Osteogenic differentiation of mesenchymal stem cells (MSCs) was strongly correlated with the progression of congenital tibial pseudoarthrosis (CPT). Activation of ferroptosis inhibited osteogenic differentiation of MSCs. ELAV-like RNA binding protein 1 (ELAVL1) is a key factor in promoting ferroptosis. This study aimed to elucidate the mechanism of ELAVL1 in the osteogenic differentiation of CPT periosteum-derived MSCs. Osteogenic differentiation of CPT periosteum-derived MSCs was detected by ARS and ALP staining. Fe²⁺ content and lipid reactive oxygen species content were measured using commercial kits.

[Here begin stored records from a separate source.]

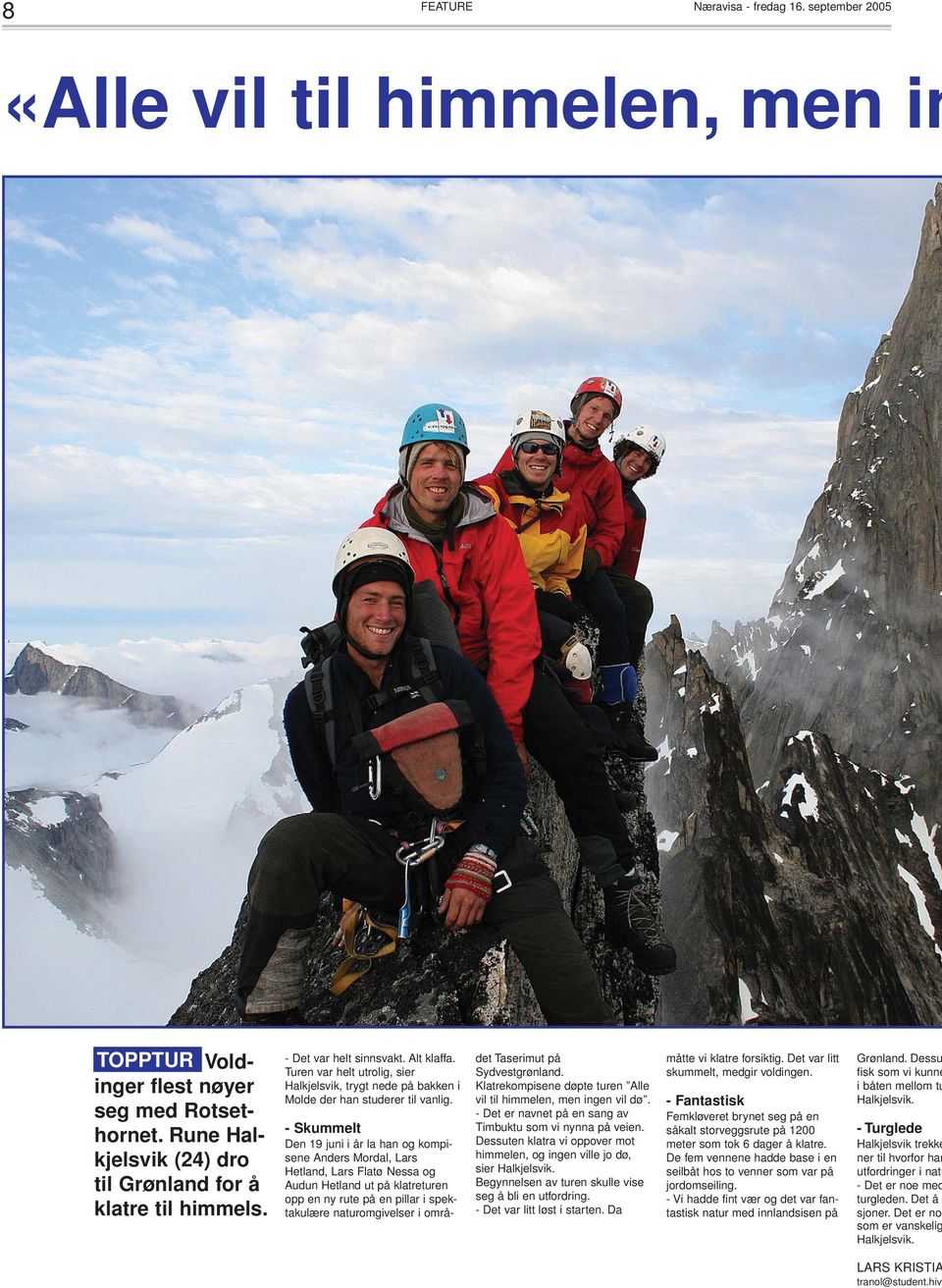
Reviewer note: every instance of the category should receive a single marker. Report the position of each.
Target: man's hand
(467, 890)
(461, 908)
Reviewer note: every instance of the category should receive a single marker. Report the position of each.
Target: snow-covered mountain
(178, 830)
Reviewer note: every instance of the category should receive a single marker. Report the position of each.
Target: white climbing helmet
(578, 659)
(643, 436)
(372, 545)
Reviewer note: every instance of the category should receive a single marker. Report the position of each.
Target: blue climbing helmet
(430, 424)
(433, 424)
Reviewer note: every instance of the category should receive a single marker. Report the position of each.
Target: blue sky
(206, 380)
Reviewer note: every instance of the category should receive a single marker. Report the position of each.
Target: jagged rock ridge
(852, 643)
(36, 671)
(818, 909)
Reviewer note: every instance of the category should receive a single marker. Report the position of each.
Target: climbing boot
(628, 733)
(626, 799)
(631, 924)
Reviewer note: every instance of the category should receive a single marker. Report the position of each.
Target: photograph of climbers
(608, 514)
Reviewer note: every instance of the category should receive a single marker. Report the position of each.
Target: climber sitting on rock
(455, 540)
(550, 531)
(637, 456)
(372, 806)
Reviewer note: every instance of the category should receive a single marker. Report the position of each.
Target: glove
(591, 564)
(558, 604)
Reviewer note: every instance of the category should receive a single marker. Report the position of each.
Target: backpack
(418, 754)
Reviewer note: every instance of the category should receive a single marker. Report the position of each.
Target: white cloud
(153, 240)
(17, 231)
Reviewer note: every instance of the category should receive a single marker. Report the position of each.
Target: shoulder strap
(422, 675)
(319, 688)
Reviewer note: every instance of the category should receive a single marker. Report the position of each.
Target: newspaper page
(240, 243)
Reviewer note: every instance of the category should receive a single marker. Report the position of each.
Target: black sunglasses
(532, 447)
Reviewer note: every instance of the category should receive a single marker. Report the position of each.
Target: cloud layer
(207, 379)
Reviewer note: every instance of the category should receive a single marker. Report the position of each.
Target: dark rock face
(66, 844)
(852, 644)
(818, 909)
(35, 671)
(442, 978)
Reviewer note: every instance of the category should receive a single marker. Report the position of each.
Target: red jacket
(482, 577)
(591, 479)
(635, 520)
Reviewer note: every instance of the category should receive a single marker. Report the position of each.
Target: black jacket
(495, 809)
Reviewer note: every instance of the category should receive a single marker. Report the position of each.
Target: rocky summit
(852, 643)
(816, 895)
(814, 905)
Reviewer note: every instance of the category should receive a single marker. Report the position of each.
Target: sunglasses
(530, 447)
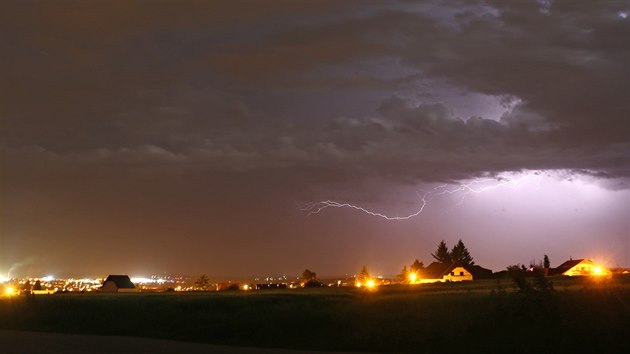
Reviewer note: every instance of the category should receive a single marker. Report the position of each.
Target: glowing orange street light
(413, 277)
(9, 291)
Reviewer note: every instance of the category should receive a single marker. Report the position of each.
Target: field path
(21, 342)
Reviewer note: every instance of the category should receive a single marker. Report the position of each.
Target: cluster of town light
(369, 284)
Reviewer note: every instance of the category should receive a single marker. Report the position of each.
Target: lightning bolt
(465, 189)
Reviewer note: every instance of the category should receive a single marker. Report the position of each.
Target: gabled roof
(437, 270)
(565, 266)
(121, 281)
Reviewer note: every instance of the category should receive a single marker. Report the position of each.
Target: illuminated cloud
(128, 111)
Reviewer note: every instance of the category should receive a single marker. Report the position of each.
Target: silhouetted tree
(442, 254)
(404, 274)
(461, 255)
(203, 282)
(417, 267)
(517, 273)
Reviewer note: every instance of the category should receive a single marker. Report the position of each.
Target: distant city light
(9, 291)
(413, 277)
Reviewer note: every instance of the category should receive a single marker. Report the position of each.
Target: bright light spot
(413, 277)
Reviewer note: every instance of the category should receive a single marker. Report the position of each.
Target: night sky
(144, 137)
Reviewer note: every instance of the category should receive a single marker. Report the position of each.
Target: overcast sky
(144, 137)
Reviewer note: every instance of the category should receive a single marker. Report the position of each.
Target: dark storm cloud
(144, 122)
(207, 83)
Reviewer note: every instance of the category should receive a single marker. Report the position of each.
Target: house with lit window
(443, 272)
(580, 267)
(118, 284)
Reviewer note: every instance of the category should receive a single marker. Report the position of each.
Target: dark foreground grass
(584, 317)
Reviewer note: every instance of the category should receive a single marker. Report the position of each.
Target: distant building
(118, 284)
(442, 272)
(271, 286)
(577, 267)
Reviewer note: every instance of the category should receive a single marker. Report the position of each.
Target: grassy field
(582, 315)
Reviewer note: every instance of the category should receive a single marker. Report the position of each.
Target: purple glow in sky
(152, 136)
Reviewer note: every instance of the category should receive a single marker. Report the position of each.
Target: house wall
(109, 287)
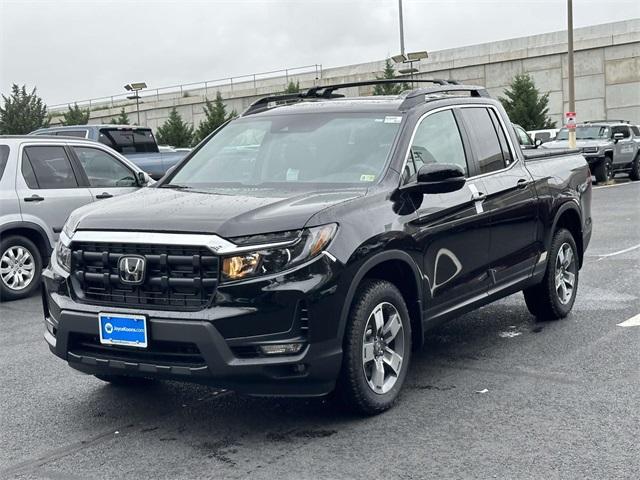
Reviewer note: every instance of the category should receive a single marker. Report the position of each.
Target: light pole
(571, 79)
(135, 88)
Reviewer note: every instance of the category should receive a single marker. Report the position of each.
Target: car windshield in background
(324, 148)
(591, 132)
(128, 140)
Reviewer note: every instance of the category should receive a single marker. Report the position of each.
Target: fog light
(282, 349)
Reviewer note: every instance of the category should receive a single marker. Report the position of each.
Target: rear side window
(4, 157)
(437, 140)
(47, 167)
(487, 143)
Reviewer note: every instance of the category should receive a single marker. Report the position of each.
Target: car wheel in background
(377, 348)
(553, 298)
(20, 267)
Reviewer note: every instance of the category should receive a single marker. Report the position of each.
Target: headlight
(311, 242)
(63, 255)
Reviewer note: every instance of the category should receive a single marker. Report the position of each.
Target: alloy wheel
(383, 348)
(17, 267)
(565, 274)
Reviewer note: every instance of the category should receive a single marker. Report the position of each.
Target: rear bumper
(214, 357)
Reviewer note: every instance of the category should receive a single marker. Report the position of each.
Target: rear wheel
(553, 298)
(635, 169)
(20, 267)
(377, 348)
(604, 170)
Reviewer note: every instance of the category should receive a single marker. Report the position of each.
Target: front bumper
(210, 346)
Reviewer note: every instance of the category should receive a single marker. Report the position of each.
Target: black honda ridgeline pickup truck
(307, 246)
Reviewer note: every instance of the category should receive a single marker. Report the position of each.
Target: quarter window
(103, 170)
(47, 167)
(489, 145)
(437, 140)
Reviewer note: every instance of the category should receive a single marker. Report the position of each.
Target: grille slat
(179, 277)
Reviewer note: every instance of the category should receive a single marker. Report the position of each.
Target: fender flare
(365, 268)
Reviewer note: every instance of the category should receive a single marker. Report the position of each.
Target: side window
(4, 157)
(47, 167)
(103, 170)
(621, 129)
(436, 140)
(485, 139)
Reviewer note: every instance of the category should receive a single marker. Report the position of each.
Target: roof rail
(606, 121)
(327, 92)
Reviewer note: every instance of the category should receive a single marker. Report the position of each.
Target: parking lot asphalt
(560, 399)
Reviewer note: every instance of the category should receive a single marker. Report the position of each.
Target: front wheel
(553, 298)
(377, 348)
(20, 267)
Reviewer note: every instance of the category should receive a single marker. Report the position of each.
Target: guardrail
(184, 88)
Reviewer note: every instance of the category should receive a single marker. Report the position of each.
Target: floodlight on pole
(135, 87)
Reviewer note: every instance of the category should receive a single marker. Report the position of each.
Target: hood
(579, 143)
(241, 212)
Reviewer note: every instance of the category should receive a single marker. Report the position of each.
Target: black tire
(634, 174)
(604, 170)
(543, 300)
(125, 380)
(11, 243)
(353, 386)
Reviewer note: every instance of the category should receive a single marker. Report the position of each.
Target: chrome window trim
(216, 244)
(466, 105)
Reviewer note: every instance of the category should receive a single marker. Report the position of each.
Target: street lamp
(135, 88)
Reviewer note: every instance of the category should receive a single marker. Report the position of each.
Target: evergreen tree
(524, 104)
(389, 88)
(293, 87)
(122, 119)
(22, 112)
(175, 131)
(215, 115)
(75, 116)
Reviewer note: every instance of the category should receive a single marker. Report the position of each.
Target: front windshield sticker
(292, 175)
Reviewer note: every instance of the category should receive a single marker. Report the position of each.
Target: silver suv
(42, 180)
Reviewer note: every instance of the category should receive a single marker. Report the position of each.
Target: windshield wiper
(174, 186)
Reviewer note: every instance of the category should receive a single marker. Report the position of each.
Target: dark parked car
(136, 143)
(309, 244)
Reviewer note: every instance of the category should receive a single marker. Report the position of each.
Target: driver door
(107, 175)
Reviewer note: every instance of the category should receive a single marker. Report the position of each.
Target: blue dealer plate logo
(120, 329)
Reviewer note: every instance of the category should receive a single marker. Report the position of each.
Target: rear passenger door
(452, 232)
(106, 174)
(511, 201)
(49, 186)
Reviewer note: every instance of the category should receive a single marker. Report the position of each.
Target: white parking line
(630, 249)
(632, 322)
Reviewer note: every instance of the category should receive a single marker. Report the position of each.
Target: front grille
(177, 277)
(157, 353)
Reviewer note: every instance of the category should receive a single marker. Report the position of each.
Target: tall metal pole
(571, 79)
(401, 28)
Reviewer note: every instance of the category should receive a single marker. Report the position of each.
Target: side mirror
(438, 178)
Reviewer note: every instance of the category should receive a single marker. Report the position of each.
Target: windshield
(296, 149)
(590, 132)
(129, 140)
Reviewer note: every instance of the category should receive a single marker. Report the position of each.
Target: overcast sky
(74, 50)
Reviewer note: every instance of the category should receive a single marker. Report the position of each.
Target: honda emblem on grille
(132, 268)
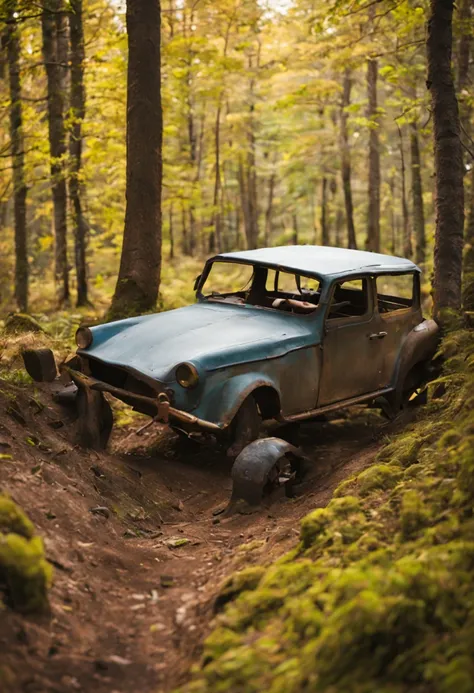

Molecular interactions were verified using RIP, RNA pulldown, and Co-IP. The ubiquitination level of homeobox gene D8 (HOXD8) was detected using Co-IP. Expression of ELAVL1 and tripartite motif containing 21 (TRIM21) was upregulated in CPT periosteum-derived MSCs, whereas HOXD8 expression was downregulated. Moreover, knockdown of ELAVL1 or TRIM21 inhibited ferroptosis and promoted osteogenic differentiation of CPT MSCs. TRIM21 overexpression reversed the effect caused by knockdown of ELAVL1. Mechanistically, ELAVL1 upregulated TRIM21 by increasing the stability of TRIM21, which ubiquitinated and degraded HOXD8. ELAVL1 bound to TRIM21, which promoted ubiquitination and degradation of HOXD8, thereby promoting ferroptosis to inhibit osteogenic differentiation of CPT MSCs.